If you are planning to implement something like this or if you have some feature request, feel free to
contact me at [jens&#46;stuecker&#64;univie&#46;ac&#46;at](mailto:jens.stuecker@univie.ac.at).

## Building wheels

Building wheels for this project is non-trivial because CUDA extension modules are Python-version specific and glibc compatibility depends on the build image. To keep this manageable, we use Docker-based builders in `packaging/`.

### Why there are two builders

* **CUDA 13** is built with a `manylinux_2_28` baseline.
* **CUDA 12** is built with a `manylinux_2_17` baseline and uses conda/micromamba inside the container to install CUDA tooling reliably.
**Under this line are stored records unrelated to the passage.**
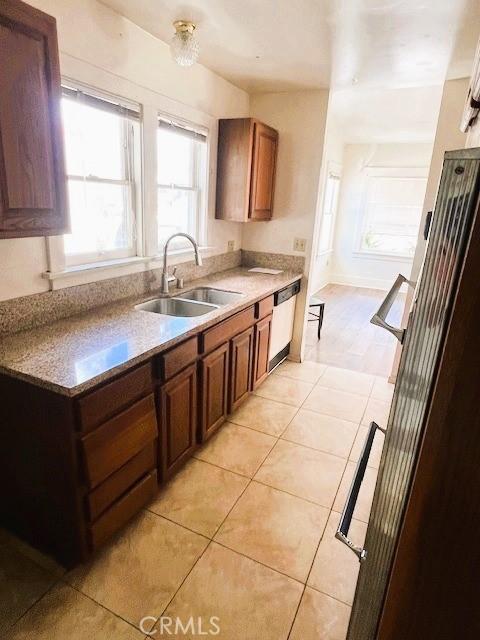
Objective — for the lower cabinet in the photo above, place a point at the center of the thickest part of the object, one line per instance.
(177, 413)
(214, 375)
(261, 347)
(241, 360)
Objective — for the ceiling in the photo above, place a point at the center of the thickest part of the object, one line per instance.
(283, 45)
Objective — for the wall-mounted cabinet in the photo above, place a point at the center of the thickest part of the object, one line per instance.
(247, 158)
(33, 199)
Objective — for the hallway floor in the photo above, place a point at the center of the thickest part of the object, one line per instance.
(348, 339)
(245, 532)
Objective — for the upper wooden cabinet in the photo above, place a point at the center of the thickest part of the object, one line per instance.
(33, 200)
(247, 157)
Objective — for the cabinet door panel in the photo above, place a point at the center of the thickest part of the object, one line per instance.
(262, 344)
(178, 417)
(32, 175)
(214, 381)
(263, 172)
(241, 359)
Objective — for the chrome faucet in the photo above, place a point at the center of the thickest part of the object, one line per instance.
(198, 259)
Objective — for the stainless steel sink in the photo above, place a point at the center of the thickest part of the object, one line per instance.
(176, 307)
(209, 295)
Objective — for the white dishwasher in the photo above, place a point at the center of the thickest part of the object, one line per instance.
(282, 324)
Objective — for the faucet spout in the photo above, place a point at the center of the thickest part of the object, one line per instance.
(198, 258)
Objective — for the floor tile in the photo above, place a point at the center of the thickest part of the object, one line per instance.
(199, 497)
(138, 573)
(307, 371)
(339, 404)
(378, 411)
(249, 600)
(22, 583)
(285, 390)
(335, 569)
(320, 617)
(365, 497)
(347, 380)
(382, 389)
(237, 449)
(64, 613)
(321, 432)
(376, 451)
(275, 528)
(264, 415)
(303, 472)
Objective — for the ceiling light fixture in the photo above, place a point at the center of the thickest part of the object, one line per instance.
(184, 46)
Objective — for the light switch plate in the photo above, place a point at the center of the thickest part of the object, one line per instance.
(299, 244)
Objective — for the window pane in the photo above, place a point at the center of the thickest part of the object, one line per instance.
(94, 141)
(100, 218)
(175, 154)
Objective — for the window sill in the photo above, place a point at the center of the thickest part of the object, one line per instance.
(392, 257)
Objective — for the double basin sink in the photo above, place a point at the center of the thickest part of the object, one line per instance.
(196, 302)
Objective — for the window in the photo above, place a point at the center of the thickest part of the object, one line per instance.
(330, 203)
(181, 182)
(392, 213)
(99, 150)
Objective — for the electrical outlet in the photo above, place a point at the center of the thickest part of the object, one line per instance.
(299, 244)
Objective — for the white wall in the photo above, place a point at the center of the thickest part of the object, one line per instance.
(300, 118)
(348, 267)
(102, 49)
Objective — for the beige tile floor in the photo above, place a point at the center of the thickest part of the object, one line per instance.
(242, 537)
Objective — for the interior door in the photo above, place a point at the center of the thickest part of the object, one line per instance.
(434, 299)
(265, 141)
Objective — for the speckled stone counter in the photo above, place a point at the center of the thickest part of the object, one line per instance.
(72, 355)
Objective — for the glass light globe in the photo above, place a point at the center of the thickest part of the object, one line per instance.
(184, 46)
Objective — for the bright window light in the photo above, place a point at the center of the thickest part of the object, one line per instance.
(99, 138)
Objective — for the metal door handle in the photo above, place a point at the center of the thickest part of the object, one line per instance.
(347, 513)
(380, 317)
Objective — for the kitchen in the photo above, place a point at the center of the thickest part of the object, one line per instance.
(157, 259)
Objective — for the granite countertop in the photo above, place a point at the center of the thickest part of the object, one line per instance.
(72, 355)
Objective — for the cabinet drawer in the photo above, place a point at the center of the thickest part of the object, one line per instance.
(123, 510)
(113, 444)
(116, 485)
(264, 307)
(105, 402)
(225, 330)
(177, 358)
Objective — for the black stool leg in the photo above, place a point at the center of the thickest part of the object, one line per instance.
(320, 318)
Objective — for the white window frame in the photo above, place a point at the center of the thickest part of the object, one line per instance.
(414, 173)
(334, 172)
(132, 164)
(200, 184)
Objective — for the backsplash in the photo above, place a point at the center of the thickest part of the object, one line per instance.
(27, 312)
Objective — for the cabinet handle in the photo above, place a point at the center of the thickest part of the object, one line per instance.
(380, 317)
(347, 513)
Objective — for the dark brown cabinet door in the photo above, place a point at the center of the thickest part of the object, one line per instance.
(177, 409)
(262, 344)
(241, 360)
(214, 390)
(33, 198)
(265, 141)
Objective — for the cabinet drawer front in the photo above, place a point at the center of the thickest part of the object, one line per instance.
(264, 307)
(116, 485)
(110, 446)
(176, 359)
(225, 330)
(111, 398)
(123, 510)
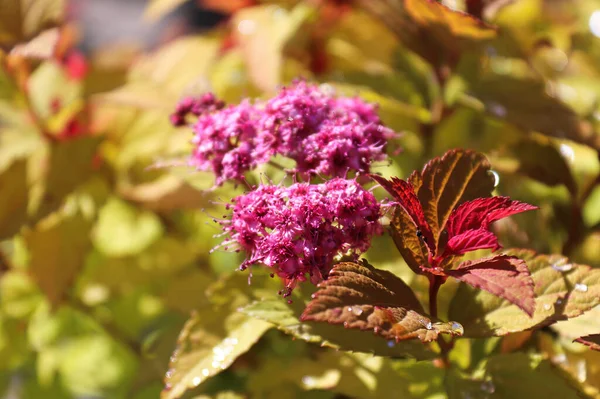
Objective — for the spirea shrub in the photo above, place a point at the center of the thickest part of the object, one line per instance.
(326, 135)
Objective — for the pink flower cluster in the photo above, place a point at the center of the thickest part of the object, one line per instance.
(298, 230)
(326, 135)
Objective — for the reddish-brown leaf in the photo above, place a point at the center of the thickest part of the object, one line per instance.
(359, 296)
(593, 341)
(405, 234)
(458, 176)
(471, 240)
(481, 212)
(505, 276)
(404, 193)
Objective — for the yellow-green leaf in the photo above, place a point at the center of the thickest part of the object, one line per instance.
(361, 297)
(522, 376)
(432, 30)
(562, 290)
(23, 19)
(124, 230)
(14, 198)
(208, 344)
(286, 317)
(58, 246)
(262, 32)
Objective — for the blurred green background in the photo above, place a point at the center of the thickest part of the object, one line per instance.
(105, 237)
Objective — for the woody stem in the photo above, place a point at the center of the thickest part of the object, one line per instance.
(435, 282)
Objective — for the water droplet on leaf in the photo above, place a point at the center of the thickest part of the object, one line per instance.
(488, 387)
(457, 328)
(581, 287)
(561, 266)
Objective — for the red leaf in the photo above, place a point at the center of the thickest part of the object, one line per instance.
(481, 212)
(361, 297)
(405, 194)
(471, 240)
(593, 341)
(505, 276)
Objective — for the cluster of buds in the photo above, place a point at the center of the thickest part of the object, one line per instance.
(299, 230)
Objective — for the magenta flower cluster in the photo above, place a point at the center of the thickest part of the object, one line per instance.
(298, 230)
(326, 135)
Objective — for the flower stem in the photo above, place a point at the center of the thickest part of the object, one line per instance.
(435, 282)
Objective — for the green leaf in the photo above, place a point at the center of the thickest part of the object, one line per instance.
(96, 365)
(215, 335)
(14, 198)
(446, 182)
(520, 375)
(41, 47)
(69, 165)
(563, 290)
(19, 295)
(49, 83)
(525, 103)
(123, 230)
(432, 30)
(58, 246)
(262, 32)
(157, 9)
(591, 341)
(540, 159)
(460, 385)
(354, 375)
(208, 344)
(585, 324)
(286, 317)
(14, 349)
(412, 248)
(23, 19)
(166, 193)
(359, 296)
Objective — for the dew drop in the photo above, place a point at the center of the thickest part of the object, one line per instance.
(594, 23)
(581, 370)
(567, 152)
(497, 109)
(356, 311)
(496, 177)
(560, 358)
(581, 287)
(488, 387)
(561, 266)
(457, 328)
(246, 27)
(309, 381)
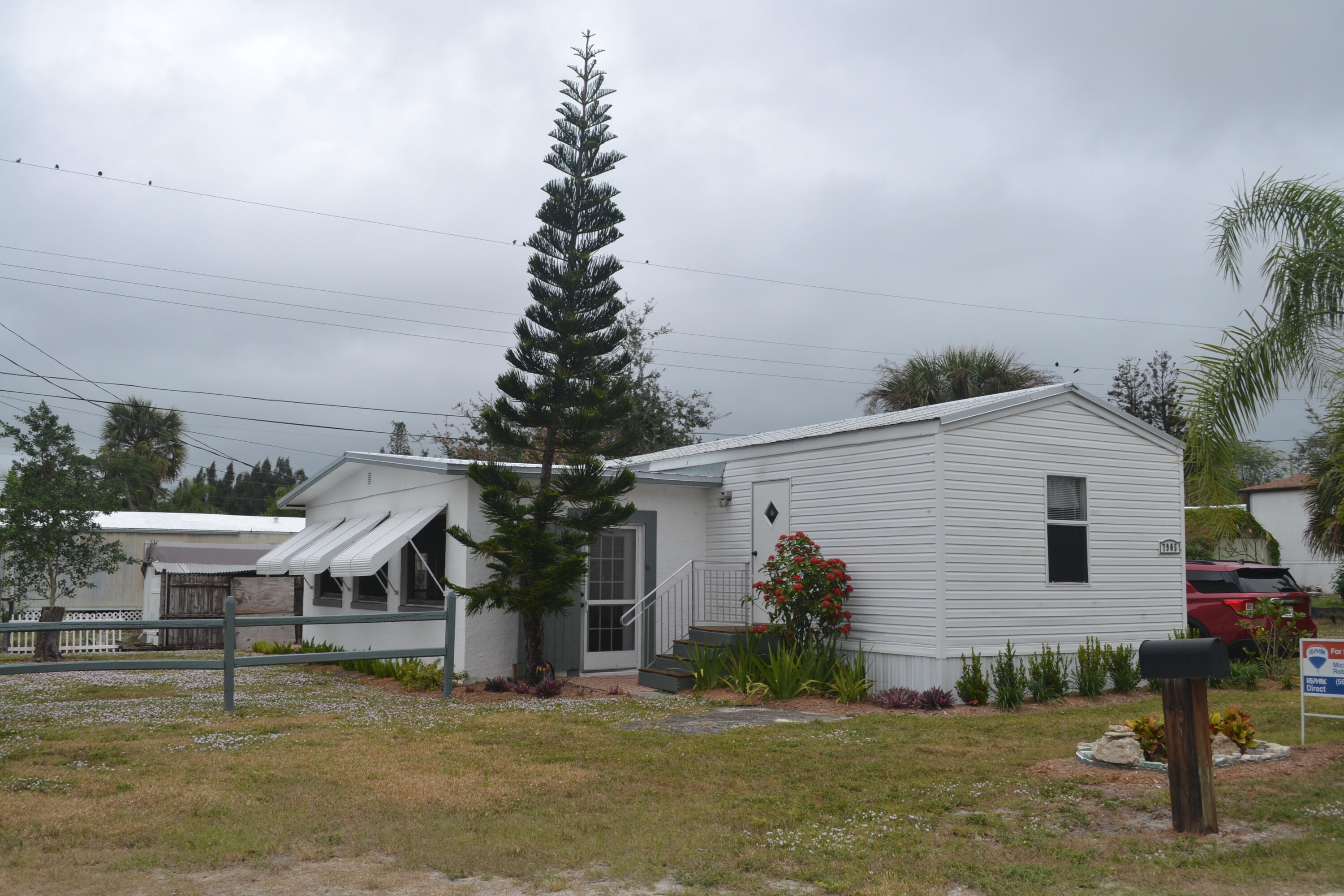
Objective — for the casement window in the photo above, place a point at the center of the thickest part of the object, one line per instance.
(421, 581)
(328, 586)
(369, 589)
(1066, 528)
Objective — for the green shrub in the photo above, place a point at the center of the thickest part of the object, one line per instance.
(742, 663)
(1246, 673)
(851, 681)
(1010, 687)
(1092, 668)
(1123, 667)
(783, 675)
(1152, 735)
(1047, 675)
(972, 687)
(706, 663)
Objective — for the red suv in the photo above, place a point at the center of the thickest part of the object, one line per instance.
(1218, 590)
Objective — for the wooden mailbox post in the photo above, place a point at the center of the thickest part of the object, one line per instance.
(1185, 668)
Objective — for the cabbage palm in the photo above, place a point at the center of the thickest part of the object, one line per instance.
(1295, 338)
(142, 448)
(956, 373)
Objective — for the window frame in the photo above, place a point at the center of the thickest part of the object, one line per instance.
(408, 571)
(1085, 524)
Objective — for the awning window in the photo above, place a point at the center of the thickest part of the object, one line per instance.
(369, 555)
(279, 559)
(319, 555)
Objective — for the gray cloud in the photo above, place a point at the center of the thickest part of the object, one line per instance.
(1035, 156)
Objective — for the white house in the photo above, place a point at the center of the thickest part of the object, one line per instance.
(1034, 516)
(135, 531)
(1281, 508)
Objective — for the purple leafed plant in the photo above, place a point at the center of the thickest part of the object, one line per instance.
(897, 699)
(547, 688)
(936, 699)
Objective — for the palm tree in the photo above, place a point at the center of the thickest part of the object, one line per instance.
(1293, 340)
(142, 449)
(956, 373)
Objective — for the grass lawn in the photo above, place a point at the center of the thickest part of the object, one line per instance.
(136, 781)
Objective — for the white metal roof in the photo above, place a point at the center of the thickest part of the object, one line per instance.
(453, 466)
(279, 559)
(318, 556)
(207, 569)
(944, 412)
(206, 523)
(369, 555)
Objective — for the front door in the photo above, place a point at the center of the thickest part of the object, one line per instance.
(769, 520)
(612, 589)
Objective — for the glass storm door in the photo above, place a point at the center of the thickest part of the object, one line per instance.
(611, 593)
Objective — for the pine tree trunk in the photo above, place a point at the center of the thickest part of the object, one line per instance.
(534, 645)
(46, 646)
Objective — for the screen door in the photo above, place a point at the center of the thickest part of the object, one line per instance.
(611, 593)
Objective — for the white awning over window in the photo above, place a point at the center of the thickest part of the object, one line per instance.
(369, 555)
(277, 560)
(318, 556)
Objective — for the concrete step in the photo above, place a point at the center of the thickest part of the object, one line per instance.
(667, 680)
(670, 661)
(715, 634)
(683, 646)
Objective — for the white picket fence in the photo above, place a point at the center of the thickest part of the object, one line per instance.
(103, 641)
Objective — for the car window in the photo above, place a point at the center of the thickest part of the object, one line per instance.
(1256, 581)
(1213, 582)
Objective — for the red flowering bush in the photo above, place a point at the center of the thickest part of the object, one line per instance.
(804, 593)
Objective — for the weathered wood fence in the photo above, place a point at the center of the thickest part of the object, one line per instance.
(230, 624)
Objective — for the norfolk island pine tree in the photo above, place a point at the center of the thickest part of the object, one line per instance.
(565, 398)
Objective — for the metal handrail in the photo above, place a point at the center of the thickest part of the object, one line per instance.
(633, 613)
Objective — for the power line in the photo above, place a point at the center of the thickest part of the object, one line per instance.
(370, 330)
(465, 308)
(628, 261)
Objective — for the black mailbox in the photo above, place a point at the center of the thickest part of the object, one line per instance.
(1185, 659)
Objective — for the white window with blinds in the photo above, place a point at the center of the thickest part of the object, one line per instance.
(1066, 530)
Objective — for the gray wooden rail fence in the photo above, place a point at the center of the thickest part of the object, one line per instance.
(230, 624)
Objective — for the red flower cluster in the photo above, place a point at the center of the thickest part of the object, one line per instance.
(804, 593)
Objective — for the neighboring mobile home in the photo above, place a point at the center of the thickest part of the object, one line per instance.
(136, 530)
(1037, 516)
(1281, 508)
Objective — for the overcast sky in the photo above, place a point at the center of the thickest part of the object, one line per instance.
(1051, 158)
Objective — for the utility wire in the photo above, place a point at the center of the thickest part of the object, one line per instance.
(628, 261)
(470, 308)
(370, 330)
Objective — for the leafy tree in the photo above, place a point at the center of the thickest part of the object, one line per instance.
(47, 530)
(1293, 339)
(142, 449)
(956, 373)
(1260, 462)
(663, 417)
(249, 493)
(565, 397)
(398, 443)
(1151, 393)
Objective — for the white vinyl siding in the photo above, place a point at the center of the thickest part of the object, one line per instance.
(871, 504)
(996, 581)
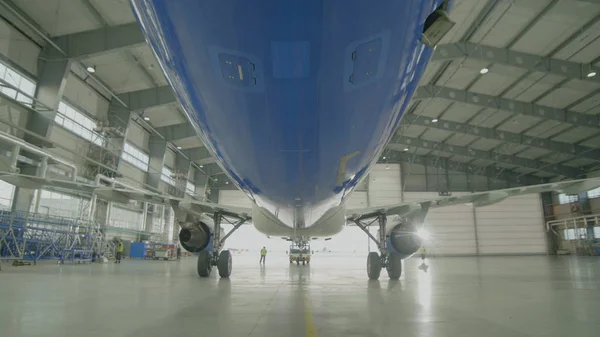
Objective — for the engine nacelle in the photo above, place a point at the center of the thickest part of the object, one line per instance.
(403, 240)
(196, 237)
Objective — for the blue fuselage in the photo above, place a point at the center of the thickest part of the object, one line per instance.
(295, 99)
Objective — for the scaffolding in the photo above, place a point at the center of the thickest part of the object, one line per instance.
(26, 236)
(576, 235)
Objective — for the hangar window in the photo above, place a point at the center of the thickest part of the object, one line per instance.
(567, 198)
(126, 219)
(595, 193)
(167, 176)
(7, 192)
(10, 76)
(190, 188)
(78, 123)
(135, 157)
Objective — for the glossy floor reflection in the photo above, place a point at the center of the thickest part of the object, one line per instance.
(494, 296)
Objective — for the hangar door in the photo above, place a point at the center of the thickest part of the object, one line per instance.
(451, 229)
(513, 226)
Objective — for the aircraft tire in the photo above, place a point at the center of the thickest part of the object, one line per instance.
(373, 266)
(225, 264)
(394, 267)
(204, 266)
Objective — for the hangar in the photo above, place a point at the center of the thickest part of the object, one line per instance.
(509, 99)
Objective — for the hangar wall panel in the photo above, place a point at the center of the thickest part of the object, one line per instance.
(452, 229)
(138, 136)
(234, 198)
(18, 48)
(513, 226)
(80, 94)
(385, 187)
(357, 199)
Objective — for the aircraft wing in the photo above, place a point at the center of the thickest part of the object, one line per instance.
(123, 195)
(478, 199)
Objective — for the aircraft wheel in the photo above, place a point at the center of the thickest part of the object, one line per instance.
(394, 267)
(225, 264)
(204, 266)
(373, 265)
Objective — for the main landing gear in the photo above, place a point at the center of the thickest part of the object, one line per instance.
(391, 261)
(219, 258)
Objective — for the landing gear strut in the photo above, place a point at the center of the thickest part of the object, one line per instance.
(391, 261)
(221, 259)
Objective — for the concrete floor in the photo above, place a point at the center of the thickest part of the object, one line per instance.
(494, 296)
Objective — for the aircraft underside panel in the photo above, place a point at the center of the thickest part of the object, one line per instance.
(295, 99)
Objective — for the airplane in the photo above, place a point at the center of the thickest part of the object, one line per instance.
(296, 101)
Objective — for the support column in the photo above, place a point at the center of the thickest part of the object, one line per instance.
(157, 150)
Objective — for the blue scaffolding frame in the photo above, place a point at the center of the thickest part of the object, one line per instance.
(26, 236)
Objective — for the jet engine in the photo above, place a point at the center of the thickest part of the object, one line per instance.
(403, 239)
(196, 237)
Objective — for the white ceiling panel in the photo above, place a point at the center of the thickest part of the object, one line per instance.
(485, 144)
(510, 149)
(147, 60)
(589, 106)
(568, 93)
(547, 129)
(436, 135)
(461, 73)
(579, 162)
(188, 143)
(460, 139)
(115, 12)
(164, 115)
(575, 135)
(592, 142)
(583, 49)
(410, 130)
(59, 17)
(506, 21)
(463, 13)
(119, 72)
(533, 87)
(460, 112)
(533, 153)
(557, 25)
(461, 159)
(432, 107)
(498, 79)
(489, 118)
(432, 69)
(519, 123)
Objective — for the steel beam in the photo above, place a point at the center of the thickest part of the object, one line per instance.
(494, 156)
(148, 98)
(102, 40)
(515, 178)
(177, 131)
(157, 151)
(197, 154)
(531, 62)
(519, 108)
(504, 136)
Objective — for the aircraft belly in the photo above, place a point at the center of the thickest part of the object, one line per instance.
(296, 100)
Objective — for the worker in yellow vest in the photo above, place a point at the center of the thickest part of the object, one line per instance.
(263, 255)
(119, 252)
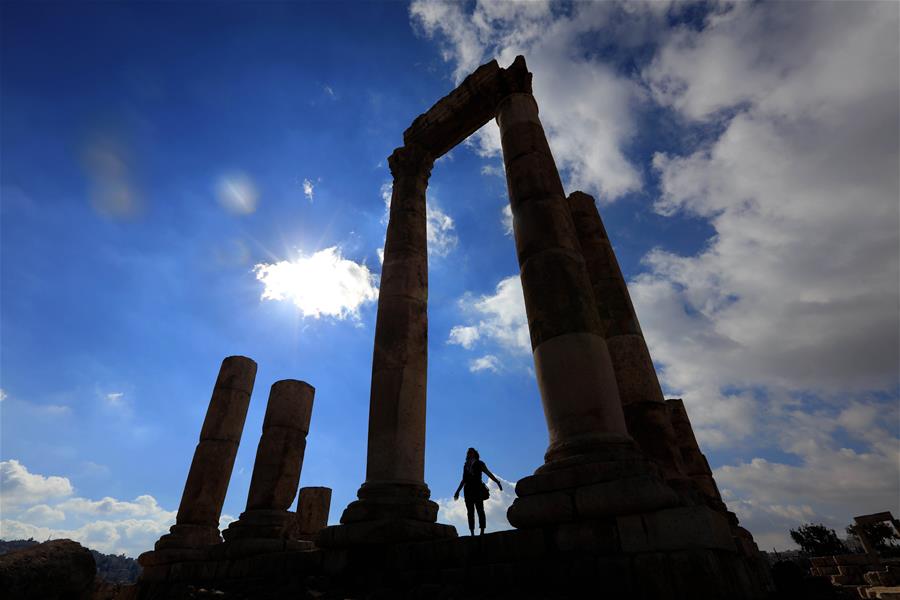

This separation keeps each pipeline stable while still supporting broader deployment targets.

### Entry points

Use the top-level launcher to select which pipeline to run:

```bash
./packaging/run-wheel-builds.sh main
./packaging/run-wheel-builds.sh cu13
./packaging/run-wheel-builds.sh cu12
./packaging/run-wheel-builds.sh all
```

You can also run each builder directly:

```bash
./packaging/docker-wheel-builder/run-build-main.sh
./packaging/docker-wheel-builder/run-build.sh
./packaging/docker-wheel-builder-cu12/run-build.sh
```

### Configuration

Edit the config files before running if needed:

* Main package: `packaging/docker-wheel-builder/run-build-main.sh` (wrapper around CUDA13 builder image)
* CUDA 13: `packaging/docker-wheel-builder/config.sh`
* CUDA 12: `packaging/docker-wheel-builder-cu12/config.sh`

Important variables:

* `PYTHON_VERSIONS`: list of Python versions to build.
    * Current default: CUDA 12 builds `3.11-3.13`, CUDA 13 builds `3.11-3.14`.
    * CUDA 12 on Python 3.14 may fail due to missing compatible `jaxlib` wheels for `jax[cuda12-local]`.
* `CUDA_ARCHS`: set to `all` for full coverage, or a smaller value (for example `87`) for faster iteration.
* `AUDITWHEEL_PLAT`: controls the repaired wheel tag (`manylinux_2_28_x86_64` for CUDA13,
    `manylinux_2_17_x86_64` for CUDA12 by default).
* `COPY_TO_PACKAGE_DIST`: if `1`, repaired wheels are copied into the package `dist/` directory.

### Output locations

Raw and repaired wheels are written to builder-specific output folders:

* Main package: `packaging/docker-wheel-builder-main/output/`
* CUDA 13: `packaging/docker-wheel-builder/output/`
* CUDA 12: `packaging/docker-wheel-builder-cu12/output/`

Repaired wheels are placed in each builder's `wheelhouse/` directory, and optionally copied to:

* `packaging/jztree/dist/`
* `packaging/jztree-cu13/dist/`
* `packaging/jztree-cu12/dist/`

For the main `packaging/jztree` package, the wheel is expected to be `py3-none-any` (pure Python). In that case, it is copied directly and does not require `auditwheel` repair, so it is not tied to a glibc baseline.

### Notes

* Re-running a builder is safe; it will rebuild and overwrite outputs for the selected targets.
* We intentionally do **not** upload to PyPI automatically. Upload is done manually after verification.